According to a newspaper account, this Civil War bayonet was found by construction workers digging between W. Patrick Street and Court Street in the town of Frederick, Maryland during the Carroll Creek project. Frederick’s status as a major crossroads put it at the center of campaigns during the Civil War, and saw both Union and Confederate troops march through the city. The Monacacy battlefield lies just outside the city’s limits.

The physical dimensions of the diagnostic features on this bayonet, such as blade length, width, socket length and shank length, identify it as a model 1855 bayonet. These features remained standard on many successive models up until 1873 (Webster 1964). In fact the Model 1855 bayonets are virtually identical in appearance to the US Model 1873. This bayonet is typical of the period and was originally produced for the Model 1855 Springfield rifle (Shuey 1999). It is offset, meaning it has a cylindrical socket which fits around a musket barrel and the shank is at right angles to the socket. The mounting slot closing bridge greatly strengthens the socket cylinder. The bayonet also features an L-shaped transverse and locking slot, locking clasp, closing joint and clasp retaining band.

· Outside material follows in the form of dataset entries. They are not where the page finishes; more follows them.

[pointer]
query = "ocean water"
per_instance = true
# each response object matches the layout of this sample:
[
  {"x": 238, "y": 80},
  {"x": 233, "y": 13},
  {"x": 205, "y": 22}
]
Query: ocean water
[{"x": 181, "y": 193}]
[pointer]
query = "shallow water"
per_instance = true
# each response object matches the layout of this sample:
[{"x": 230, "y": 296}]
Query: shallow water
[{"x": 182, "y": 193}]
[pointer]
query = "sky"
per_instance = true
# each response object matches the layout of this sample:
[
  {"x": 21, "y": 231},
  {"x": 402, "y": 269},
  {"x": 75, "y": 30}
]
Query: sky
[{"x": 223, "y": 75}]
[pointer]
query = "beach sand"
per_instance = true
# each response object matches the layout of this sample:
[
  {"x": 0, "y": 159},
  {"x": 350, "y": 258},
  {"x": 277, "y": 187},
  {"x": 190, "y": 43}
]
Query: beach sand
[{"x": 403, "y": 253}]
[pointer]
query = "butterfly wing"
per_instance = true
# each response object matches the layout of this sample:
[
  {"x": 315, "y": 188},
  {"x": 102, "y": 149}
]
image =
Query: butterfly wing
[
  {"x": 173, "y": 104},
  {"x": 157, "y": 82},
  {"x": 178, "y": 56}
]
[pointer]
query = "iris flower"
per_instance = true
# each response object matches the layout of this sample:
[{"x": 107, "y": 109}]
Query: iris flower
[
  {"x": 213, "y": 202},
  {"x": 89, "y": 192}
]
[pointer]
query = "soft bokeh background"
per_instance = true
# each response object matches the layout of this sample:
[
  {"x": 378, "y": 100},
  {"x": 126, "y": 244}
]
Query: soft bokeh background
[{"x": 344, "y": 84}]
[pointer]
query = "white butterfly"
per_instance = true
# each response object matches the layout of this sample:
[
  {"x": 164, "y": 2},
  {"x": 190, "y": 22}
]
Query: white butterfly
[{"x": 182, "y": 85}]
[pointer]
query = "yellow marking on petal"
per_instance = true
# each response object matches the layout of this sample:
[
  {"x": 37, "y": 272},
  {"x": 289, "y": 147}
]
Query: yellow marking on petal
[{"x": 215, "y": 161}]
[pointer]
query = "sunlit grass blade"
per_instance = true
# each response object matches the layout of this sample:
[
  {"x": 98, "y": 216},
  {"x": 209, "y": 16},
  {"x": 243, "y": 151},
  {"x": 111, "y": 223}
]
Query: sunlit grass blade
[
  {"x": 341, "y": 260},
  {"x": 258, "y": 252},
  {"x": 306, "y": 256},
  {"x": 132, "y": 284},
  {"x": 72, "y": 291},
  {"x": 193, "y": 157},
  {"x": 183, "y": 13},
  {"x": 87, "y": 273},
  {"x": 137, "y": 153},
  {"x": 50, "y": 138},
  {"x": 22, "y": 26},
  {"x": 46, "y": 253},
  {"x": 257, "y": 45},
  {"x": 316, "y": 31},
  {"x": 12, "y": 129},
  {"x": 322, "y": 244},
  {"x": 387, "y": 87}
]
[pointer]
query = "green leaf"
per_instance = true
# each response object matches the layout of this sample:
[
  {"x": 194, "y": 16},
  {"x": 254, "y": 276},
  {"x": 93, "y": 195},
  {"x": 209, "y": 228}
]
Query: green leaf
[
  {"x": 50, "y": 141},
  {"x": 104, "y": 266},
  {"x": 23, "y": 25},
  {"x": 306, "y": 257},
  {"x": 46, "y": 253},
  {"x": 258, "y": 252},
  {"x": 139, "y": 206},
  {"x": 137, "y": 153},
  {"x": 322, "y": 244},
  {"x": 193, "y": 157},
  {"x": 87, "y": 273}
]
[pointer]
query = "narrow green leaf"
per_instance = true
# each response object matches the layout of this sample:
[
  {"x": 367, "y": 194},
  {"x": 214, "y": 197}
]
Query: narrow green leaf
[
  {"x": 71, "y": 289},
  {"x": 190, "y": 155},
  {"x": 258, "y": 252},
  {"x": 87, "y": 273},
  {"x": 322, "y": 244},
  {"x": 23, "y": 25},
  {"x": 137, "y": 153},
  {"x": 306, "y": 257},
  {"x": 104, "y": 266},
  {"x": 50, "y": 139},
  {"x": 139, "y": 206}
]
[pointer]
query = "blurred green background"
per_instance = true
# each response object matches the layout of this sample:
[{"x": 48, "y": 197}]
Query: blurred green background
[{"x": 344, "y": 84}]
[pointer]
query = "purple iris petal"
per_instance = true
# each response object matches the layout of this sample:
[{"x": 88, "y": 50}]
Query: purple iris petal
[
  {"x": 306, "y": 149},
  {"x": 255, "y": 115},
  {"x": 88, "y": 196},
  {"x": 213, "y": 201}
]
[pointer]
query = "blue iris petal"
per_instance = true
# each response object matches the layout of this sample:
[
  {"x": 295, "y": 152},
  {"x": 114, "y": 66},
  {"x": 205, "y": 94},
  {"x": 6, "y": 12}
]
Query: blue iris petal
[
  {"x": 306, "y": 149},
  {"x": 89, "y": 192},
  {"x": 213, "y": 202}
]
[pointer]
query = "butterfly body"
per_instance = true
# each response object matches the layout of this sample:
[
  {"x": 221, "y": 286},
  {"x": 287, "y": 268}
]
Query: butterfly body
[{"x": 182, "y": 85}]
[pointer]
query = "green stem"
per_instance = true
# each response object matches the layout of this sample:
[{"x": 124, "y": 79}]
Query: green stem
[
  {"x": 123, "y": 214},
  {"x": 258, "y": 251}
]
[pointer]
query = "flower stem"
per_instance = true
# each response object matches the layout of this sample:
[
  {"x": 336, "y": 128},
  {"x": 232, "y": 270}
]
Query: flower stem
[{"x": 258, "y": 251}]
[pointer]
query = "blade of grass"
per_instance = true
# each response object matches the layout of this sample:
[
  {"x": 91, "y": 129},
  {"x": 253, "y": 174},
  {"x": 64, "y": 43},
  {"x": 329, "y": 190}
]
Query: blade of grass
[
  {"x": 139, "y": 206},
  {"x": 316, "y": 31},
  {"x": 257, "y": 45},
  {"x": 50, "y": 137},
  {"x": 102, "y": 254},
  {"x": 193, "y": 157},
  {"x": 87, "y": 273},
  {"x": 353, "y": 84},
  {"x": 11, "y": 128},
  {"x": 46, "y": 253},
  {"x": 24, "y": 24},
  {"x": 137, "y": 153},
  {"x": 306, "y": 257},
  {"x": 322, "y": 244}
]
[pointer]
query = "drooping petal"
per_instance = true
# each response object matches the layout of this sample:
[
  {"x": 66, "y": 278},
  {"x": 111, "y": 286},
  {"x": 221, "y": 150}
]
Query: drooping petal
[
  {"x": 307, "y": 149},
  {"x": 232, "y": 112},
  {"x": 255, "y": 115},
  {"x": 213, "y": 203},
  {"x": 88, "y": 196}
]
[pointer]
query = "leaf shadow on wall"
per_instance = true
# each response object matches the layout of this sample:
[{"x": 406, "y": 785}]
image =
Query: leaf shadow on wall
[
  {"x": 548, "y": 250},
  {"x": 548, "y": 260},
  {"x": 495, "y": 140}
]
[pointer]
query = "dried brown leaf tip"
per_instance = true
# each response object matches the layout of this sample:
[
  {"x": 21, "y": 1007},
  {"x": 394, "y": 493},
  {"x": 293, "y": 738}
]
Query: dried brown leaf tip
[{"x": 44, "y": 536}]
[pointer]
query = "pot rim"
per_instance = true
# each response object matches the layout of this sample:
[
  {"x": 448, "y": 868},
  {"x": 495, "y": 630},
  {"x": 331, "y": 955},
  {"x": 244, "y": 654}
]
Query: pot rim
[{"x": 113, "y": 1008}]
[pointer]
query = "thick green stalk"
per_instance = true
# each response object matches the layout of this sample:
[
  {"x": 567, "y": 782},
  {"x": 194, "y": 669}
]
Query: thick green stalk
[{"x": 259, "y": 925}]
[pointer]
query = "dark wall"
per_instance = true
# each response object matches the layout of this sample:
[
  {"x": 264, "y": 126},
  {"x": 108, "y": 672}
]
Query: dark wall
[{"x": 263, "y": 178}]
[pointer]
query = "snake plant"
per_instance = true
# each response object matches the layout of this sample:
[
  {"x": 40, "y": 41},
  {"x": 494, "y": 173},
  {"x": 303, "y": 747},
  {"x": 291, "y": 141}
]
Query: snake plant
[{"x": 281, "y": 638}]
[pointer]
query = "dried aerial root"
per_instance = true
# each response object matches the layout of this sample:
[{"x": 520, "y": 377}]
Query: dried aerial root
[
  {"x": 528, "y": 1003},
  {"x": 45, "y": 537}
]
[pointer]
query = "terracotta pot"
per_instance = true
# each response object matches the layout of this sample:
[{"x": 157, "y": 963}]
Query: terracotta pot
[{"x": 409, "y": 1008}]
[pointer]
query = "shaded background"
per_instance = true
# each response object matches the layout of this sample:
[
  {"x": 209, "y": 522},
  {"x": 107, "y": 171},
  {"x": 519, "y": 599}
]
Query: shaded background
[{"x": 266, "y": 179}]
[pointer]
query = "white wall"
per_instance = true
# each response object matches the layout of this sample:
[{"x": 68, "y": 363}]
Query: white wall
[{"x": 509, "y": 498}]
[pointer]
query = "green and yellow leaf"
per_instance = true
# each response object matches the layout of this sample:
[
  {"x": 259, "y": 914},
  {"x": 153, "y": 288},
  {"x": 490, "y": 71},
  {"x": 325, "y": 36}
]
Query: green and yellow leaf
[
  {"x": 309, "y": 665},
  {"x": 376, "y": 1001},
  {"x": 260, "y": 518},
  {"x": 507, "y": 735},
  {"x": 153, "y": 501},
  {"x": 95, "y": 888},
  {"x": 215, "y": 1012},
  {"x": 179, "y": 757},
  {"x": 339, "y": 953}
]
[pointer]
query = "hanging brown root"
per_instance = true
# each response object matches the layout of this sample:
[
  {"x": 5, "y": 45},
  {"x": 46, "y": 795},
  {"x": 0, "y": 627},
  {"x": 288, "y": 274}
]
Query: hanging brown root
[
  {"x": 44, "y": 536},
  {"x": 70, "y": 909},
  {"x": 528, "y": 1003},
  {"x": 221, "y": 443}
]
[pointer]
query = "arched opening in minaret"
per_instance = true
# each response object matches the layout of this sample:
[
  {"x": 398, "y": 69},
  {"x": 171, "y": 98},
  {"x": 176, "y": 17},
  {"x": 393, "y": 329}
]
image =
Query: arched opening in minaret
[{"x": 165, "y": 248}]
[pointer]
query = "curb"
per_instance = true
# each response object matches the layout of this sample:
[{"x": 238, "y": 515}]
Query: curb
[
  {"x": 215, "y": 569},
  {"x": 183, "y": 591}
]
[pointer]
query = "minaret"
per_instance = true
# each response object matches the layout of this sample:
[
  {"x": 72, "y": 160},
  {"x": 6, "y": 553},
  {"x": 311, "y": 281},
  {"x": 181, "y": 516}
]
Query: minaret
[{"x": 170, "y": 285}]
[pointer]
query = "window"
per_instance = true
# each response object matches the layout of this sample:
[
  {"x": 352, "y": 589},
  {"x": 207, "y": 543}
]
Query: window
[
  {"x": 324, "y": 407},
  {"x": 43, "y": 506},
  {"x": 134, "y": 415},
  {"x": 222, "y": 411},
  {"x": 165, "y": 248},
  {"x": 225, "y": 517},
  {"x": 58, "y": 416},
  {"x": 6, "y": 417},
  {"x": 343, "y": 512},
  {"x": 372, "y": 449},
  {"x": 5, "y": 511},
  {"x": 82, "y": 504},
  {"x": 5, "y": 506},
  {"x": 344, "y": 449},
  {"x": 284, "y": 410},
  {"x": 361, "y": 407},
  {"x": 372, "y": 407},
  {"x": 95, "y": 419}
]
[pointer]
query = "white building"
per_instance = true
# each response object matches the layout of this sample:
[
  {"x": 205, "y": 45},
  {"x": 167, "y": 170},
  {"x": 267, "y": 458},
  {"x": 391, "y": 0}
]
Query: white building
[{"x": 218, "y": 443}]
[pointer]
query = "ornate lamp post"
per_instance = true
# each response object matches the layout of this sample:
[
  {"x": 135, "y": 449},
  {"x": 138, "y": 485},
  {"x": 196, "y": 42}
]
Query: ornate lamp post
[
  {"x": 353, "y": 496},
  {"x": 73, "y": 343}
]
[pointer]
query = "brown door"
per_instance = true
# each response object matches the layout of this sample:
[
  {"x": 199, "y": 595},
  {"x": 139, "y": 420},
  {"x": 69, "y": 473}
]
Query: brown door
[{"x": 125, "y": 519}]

This particular bayonet was found in fairly good condition, except that six inches of the blade tip is broken off and missing, not uncommon for a weapon that probably saw considerable action. Even though every soldier during the Civil War was issued a bayonet for his musket, the weapon was rarely used in combat. The improvement in rifle accuracy in the 1860s meant that soldiers seldom engaged one another up close. Many relics found at battlefield sites indicate that some bayonets were altered with the help of the company’s blacksmith to be used as tent pegs, picket pins, candlesticks, pot hooks, entrenching tools, pry bars and even can openers (Shuey 1999).

In initial inspection of the bayonet, it was noted that some of the iron edges of its triangular blade were missing and there was some delamination and surface pitting due to corrosion. When first brought to the MAC Lab, the bayonet was still encased in burial dirt.

A treatment was proposed that is fairly standard for iron in relatively good condition; it was placed for a short time in electrolytic reduction in a sodium carbonate solution at low amperage, followed by manual removal of corrosion, encrustation and soil. Next, hot wash baths in de-ionized water and chloride tests determined when it was ready for coating with tannic acid, a corrosion inhibitor, and finally the surface was coated with microcrystalline wax in order to prevent further corrosion and degradation.

References
Shuey, R.W.
1999 Socket Bayonets of the Great Powers: A Collector’s Guide. Excalibur Publications. Tucson, AZ.
Webster, D. B.
1964 American Socket Bayonets 1717-1873. Historical Arms Series. No.3.